Can anyone all the different techniques used in face detection? Techniques like neural networks, support vector machines, eigenfaces, etc.
What others are there?
the technique I'm going to talk about is more a machine learning oriented approach; in my opinion is quite fascinating, though not very recent: it was described in the article "Robust Real-Time Face Detection" by Viola and Jones. I used the OpenCV implementation for an university project.

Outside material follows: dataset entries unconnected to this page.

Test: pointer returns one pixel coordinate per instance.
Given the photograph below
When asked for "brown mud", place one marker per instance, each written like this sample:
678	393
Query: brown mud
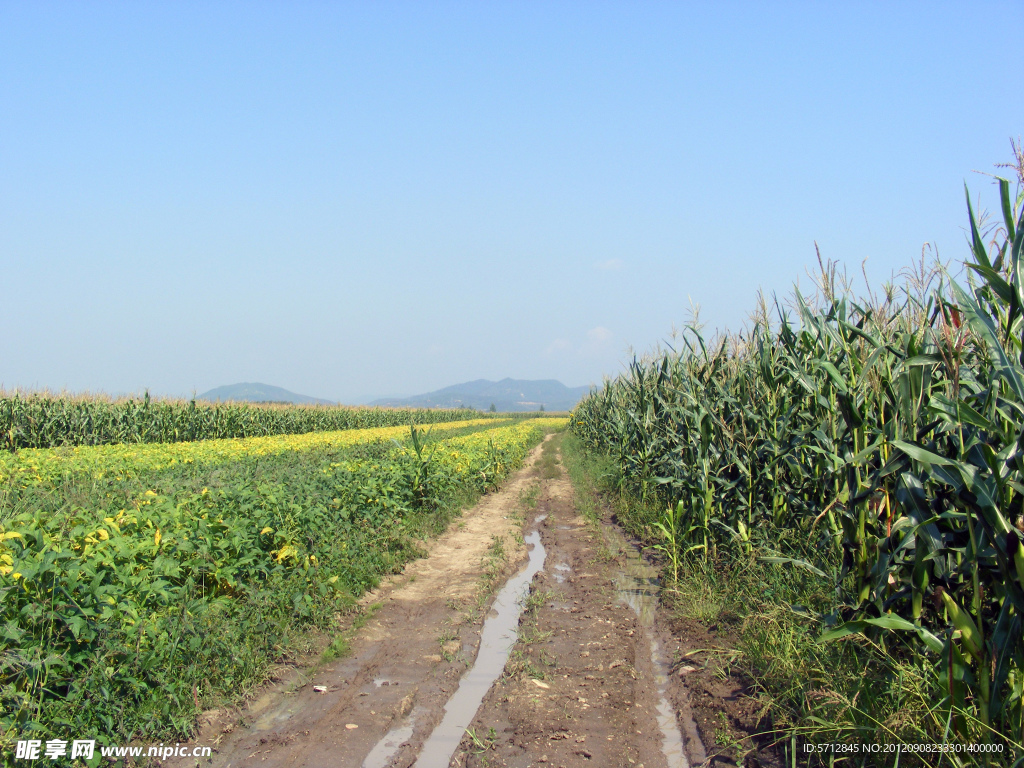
589	681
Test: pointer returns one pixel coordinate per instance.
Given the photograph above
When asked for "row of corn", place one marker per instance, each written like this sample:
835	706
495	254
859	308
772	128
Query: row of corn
130	599
41	420
877	442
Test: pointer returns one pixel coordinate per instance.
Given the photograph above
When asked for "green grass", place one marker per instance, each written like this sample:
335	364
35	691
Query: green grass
851	690
202	606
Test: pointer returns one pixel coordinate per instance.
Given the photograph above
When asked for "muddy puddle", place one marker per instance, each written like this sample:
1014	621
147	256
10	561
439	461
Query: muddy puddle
499	635
638	586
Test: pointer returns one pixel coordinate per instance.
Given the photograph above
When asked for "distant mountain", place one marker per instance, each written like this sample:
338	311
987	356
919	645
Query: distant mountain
507	394
255	392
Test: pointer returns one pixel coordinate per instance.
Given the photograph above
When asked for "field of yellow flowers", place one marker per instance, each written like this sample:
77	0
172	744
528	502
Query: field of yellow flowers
141	584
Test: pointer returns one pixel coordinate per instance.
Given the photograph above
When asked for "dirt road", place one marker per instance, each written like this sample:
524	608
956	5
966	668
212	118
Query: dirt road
581	678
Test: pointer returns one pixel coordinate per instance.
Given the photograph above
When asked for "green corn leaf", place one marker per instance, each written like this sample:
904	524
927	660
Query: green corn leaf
799	563
1008	208
969	630
888	623
977	245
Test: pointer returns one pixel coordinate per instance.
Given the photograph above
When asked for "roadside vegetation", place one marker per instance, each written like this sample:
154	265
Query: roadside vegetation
135	595
844	482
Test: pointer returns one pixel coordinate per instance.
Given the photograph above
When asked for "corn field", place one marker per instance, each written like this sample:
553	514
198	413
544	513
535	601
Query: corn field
43	421
876	442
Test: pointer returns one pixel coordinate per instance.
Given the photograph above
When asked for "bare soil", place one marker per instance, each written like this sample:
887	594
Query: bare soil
579	688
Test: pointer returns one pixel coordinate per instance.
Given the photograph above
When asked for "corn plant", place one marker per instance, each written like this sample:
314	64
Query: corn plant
879	440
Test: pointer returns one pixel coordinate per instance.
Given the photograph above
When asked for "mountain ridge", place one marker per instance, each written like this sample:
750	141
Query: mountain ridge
257	392
507	395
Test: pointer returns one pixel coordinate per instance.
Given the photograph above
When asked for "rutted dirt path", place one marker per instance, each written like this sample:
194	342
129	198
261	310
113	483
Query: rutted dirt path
579	689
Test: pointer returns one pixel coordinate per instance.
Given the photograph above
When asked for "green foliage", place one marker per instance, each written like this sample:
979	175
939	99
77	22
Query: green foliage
126	605
43	421
879	442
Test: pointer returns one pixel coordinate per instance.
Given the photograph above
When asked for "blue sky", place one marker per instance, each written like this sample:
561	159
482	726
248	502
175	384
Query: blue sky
358	200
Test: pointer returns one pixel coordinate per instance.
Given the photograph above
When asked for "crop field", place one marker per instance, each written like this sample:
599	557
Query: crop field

It is based on haar-like features, which consists in additions and subtractions of pixel intensities within rectangular regions of the image. This can be done very fast using a procedure called integral image, for which also GPGPU implementations exist (sometimes are called "prefix scan"). After computing integral image in linear time, any haar-like feature can be evaluated in constant time. A feature is basically a function that takes a 24x24 sub-window of the image S and computes a value feature(S); a triplet (feature, threshold, polarity) is called a weak classifier, because
polarity * feature(S) < polarity * threshold
holds true on certain images and false on others; a weak classifier is expected to perform just a little better than random guess (for instance, it should have an accuracy of at least 51-52%).
Polarity is either -1 or +1.
Feature space is big (~160'000 features), but finite.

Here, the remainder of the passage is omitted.